Di ujung gelaran UWRF 17 tepatnya 29 oktober 2017, sore hari di Taman Baca, enam belas penulis terpilih berkumpul sembari menikmati kopi. Sesuai rencana, penyair Muhammad Isa Gautama dan cerpenis Aksan Taqwin Embe membawa serbuk kopi dari daerah masing-masing. Dipertemukan lewat karya sastra, 16 penulis dari Maumere sampai Yogyakarta merasakan pahit kopi yang juga dicecap oleh lidah orang-orang di Banten juga Padang.
Sementara, cahaya matahari senja menerpa Ubud, pecah menjadi semburat keemasan. Tak pernah ada pertemuan bersifat abadi.
I
Satu hari kemudian saya sudah berada di kota Malang usai menjadi bagian dari 16 penulis terpilih UWRF 17. Malang tempat kelahiran saya, kota yang selalu berhasil mengembalikan kenangan-kenangan tentang cinta monyet. Sore itu saya cuma berdua dengan Mama, dan perempuan berusia 65 tahun itu meracik kopi Padang yang saya bawa dari Bali. “Tulisanmu cerita toko buku loak,” kata Mama setelah membolak-balik lembar-lembar halaman buku Origins Sangkan Paraning Dumadi A Bilingual Antology of Indonesian Writing.
Tujuh tahun silam, esai pendek itu, “Kisah Buku Loak”, saya tulis di Malang. Lewat 777 kata, saya menulis bahwa buku-buku dalam toko buku loak —yang acapkali selalu berada dalam lokasi pinggiran/terpinggirkan, ditumpuk bercampur baur— tak berarti ikut terpinggirkan dan berkurang potensinya untuk menyuarakan sikap kritis dan dialogis penulis. Di toko buku loak, tiap calon pembaca malah memiliki kebebasan untuk memilih buku yang akan dibacanya berdasar dari kebutuhan dirinya di luar pengaruh pelabelan yang acapkali menilapkan potensi buku. Transaksi penawaran yang luwes juga dapat menjadi bekal utama calon pembaca untuk mendapat buku dengan harga yang murah.

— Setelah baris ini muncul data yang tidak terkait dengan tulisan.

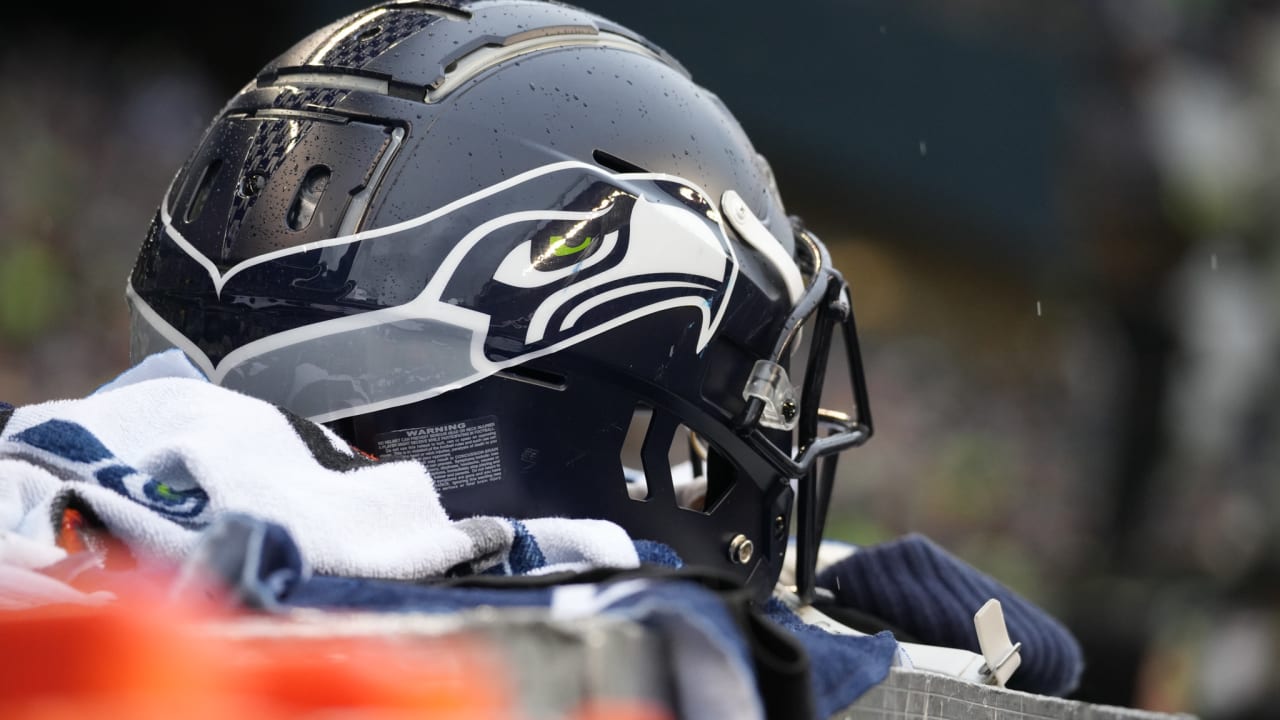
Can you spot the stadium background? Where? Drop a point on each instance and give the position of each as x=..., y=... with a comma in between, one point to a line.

Di tempat saya bermukim saat ini, Kabupaten Cilacap, hampir separuh dari 500 buku koleksi saya berasal dari toko-toko buku loak yang berada di Malang, Yogya atau Purwokerto Kabupaten Banyumas. Seusang apapun buku yang saya dapat di toko-toko buku loak, memiliki ikatan emosional tersendiri. Kisah buku loak itulah yang telah mengantarkan saya untuk ikut duduk membicarakan dan mendengarkan pandangan-pandangan dari berbagai bangsa tentang seni di UWRF 17.
Dua bulan lalu, 27 oktober 2017, di Indus Restaurant jalan Raya Sangggingan Ubud, untuk pertama kali saya berkenalan dengan penulis asal Brazil berambut coklat Veronica Stigger, editor Guardian Australia berwajah imut Steph Harmon dan penulis Australia bermata sayu Kate Holden. Kami mesti membicarakan kritik sastra dalam diskusi bertajuk “A Critical Eye”. Sebelum diskusi berlangsung, kami menyempatkan minum kopi sembari menyambung benang merah kritik sastra di negara masing-masing.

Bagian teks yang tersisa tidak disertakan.